Photographed is Marylyn Tan posing for a headshot with a dreamy overlay filter. The poet gave a reading at UCLA on April 14. She later sat down with the Daily Bruin for a Q&A.(Courtesy of Phyllicia Wang)
By Beau Garcia
April 17, 2025 8:00 p.m.
Through witchcraft, digital language and bodies, Marylyn Tan weaves poetry.
Tan is the author of “Gaze Back,” a poetry collection described as a grimoire for queerness, feminism and witchcraft. “Gaze Back” made Tan the first female poet to win Singapore’s English-language poetry prize. She was invited to read aloud poems from the collection, along with new ones from an untitled manuscript, and did a Q&A with the guests in attendance Monday at Kaplan Hall.
Afterward, she sat down with the Daily Bruin’s Beau Garcia to talk about the crux of her poetry and its meaning.
This interview has been edited for length and clarity.
Daily Bruin: You’re self-described as a “slutty, large-beasted, queer” artist and poet. Perversion is something that permeates throughout your work. Is there a line that can’t be crossed? Does that line exist within the poetry you make?
Marylyn Tan: The sacred cow that I want to protect is the sexuality that goes on between my current partner and I, but everything else is free game. If it happened to me, then it happened to me. Some people say, “Oh, you know, that’s not really your story to tell,” but I think it was traumatic for me as well. I think I should be allowed to talk about it.
DB: The term “bad queers” that you use on your website evokes much sentiment, especially with a lot of modern media’s staunch depiction of the conveniently attractive or moralistic queer person. What makes “bad queers” so interesting to you?
MT: I think I work mostly in perversion because I am interested in disrespecting respectability. I hate that in order to get respect, or I guess rights, queer people have to perform this model minority status where they show that they are just like every other boring heterosexual out there. I feel that we should make space for our freaks. Making space for that – which is weird but doesn’t technically harm anyone – is a core part of my ethos.
DB: The fluidity of bodies permeates throughout your work. From grotesque rot to erotic envisioning, you portray bodies in an artistic, genderqueer way. Why are bodies so interesting? What do you think makes them so rich in meaning when it comes to your writing?
MT: I think my fascination with flesh and the body and the embodied also comes from a certain sense of always feeling like this life is fleeting. I always like to say that I put the “rot” in erotic. Pretty or placid poetry bores me – I get bored really easily. When I was a kid, I saw a bunch of maggots eating a turtle, and I could not stop staring at it. I was fascinated by the way they look like a choir, shimmering up and down. I think that is a real thorough line through my work, where I am just very obsessed with the limits of the flesh and what a life may not be in the next moment.
DB: In poems like “Unicode Hex,” you bring in a sort of ritual into your poem. Does the idea of ritual speak to your poetry? How does the coexistence of digital language and occult language mesh within your writing?

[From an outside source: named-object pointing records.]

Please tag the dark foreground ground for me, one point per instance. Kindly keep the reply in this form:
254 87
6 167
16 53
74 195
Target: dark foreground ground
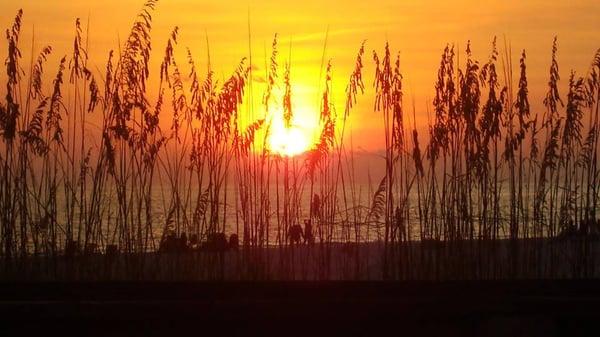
488 308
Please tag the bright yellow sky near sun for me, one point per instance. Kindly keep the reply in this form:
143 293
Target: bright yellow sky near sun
419 30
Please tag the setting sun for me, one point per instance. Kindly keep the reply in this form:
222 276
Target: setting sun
293 140
288 141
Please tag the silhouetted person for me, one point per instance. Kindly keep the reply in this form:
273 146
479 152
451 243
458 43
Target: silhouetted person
234 242
182 246
193 241
316 206
295 234
308 236
399 219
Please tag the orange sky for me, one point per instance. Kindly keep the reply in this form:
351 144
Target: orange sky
418 29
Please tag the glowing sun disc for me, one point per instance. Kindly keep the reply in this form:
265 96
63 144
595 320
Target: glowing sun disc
288 141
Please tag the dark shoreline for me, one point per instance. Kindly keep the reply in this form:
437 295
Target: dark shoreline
457 308
523 259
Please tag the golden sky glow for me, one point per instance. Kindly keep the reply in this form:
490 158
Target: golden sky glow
419 30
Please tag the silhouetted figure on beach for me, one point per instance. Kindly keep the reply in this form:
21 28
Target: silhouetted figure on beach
193 242
183 244
308 236
295 234
234 242
399 222
315 207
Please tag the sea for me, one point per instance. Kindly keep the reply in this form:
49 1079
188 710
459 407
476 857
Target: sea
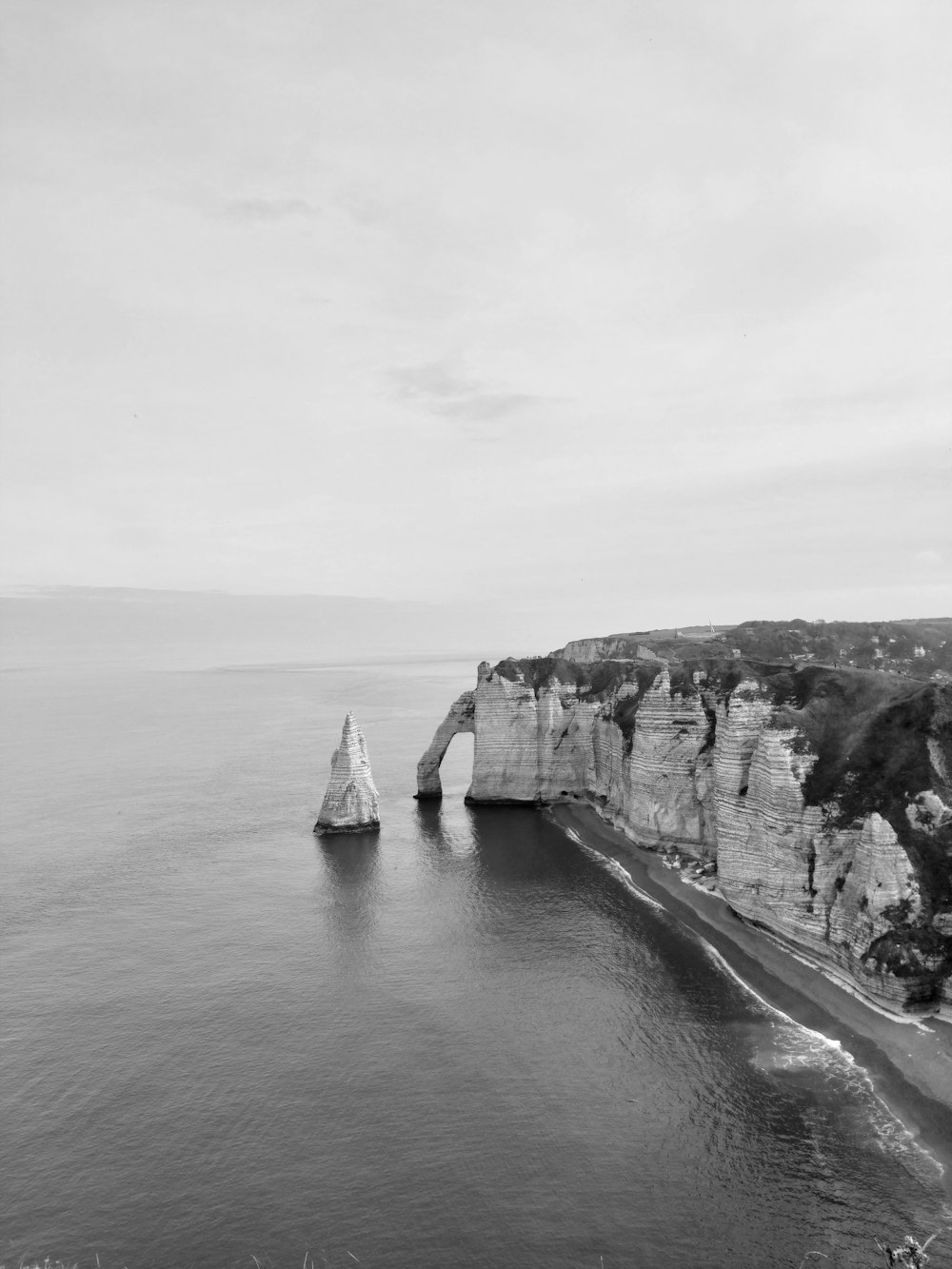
465 1040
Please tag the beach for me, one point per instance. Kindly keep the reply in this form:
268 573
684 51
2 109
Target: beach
908 1061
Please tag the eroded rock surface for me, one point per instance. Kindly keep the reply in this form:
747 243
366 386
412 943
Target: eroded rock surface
822 795
352 803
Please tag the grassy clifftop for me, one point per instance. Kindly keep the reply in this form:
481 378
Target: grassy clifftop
876 736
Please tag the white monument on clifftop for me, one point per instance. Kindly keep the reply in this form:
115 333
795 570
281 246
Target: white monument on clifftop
352 803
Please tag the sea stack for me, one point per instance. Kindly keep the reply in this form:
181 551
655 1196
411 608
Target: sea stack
352 803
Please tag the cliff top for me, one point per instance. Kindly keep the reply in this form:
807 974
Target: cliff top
920 648
880 739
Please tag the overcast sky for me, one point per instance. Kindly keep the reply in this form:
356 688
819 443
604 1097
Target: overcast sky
616 313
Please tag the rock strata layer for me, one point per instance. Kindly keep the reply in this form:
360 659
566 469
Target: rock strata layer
821 795
352 803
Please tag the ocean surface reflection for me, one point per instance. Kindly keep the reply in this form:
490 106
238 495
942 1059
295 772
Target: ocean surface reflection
464 1040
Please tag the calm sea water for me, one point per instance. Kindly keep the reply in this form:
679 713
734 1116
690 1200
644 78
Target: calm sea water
465 1041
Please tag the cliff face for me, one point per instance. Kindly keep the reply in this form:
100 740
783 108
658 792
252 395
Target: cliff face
822 795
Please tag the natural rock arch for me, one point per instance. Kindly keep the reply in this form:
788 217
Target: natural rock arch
461 717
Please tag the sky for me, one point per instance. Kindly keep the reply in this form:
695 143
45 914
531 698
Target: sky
571 316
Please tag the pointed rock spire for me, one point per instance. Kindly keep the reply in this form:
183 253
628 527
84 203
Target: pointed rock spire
352 803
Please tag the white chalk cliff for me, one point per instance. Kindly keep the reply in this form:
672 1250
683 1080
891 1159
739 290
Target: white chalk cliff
823 796
352 803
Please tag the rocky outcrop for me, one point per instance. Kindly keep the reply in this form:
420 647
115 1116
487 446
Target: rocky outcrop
352 803
823 796
461 717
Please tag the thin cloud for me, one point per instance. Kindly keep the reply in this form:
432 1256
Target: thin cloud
452 396
269 208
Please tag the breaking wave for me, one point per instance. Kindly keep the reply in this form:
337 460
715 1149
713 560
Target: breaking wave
798 1050
616 869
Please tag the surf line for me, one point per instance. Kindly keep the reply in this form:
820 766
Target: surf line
826 1042
615 868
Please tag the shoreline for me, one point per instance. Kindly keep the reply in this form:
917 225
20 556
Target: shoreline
908 1061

MT: Rituals and magic are technology, right? It’s ancient technology, and there’s so many ways you can explain it. One of them is that magic is just science that hasn’t been explained yet. But the other thing about rituals is that actually you can – if you know enough about the mechanics of a ritual – look over it to your own specifications. Magic is always that DIY alternative to religion, because with religion, you get bogged down by all these different steps that you have to take in order to maybe access God, while the witch poisons the cows herself. For me, asking for divine intervention versus being the divine intervention is the core practice behind the work and, modern or not, that language.
DB: Lastly, what are some things you’d tell poets or artists that want to explore perversion and queerness in the way you do? What advice do you have for the budding “slutty, large-beasted, queer” artists out there?
MT: I don’t have advice, but I think I have wishes. I hope you get to a place where you’re scared of your own writing. I hope you get to a place where you say the thing nobody else dares to say because it is ugly and it is cruel. I hope your writing is the open wound that nobody can ignore.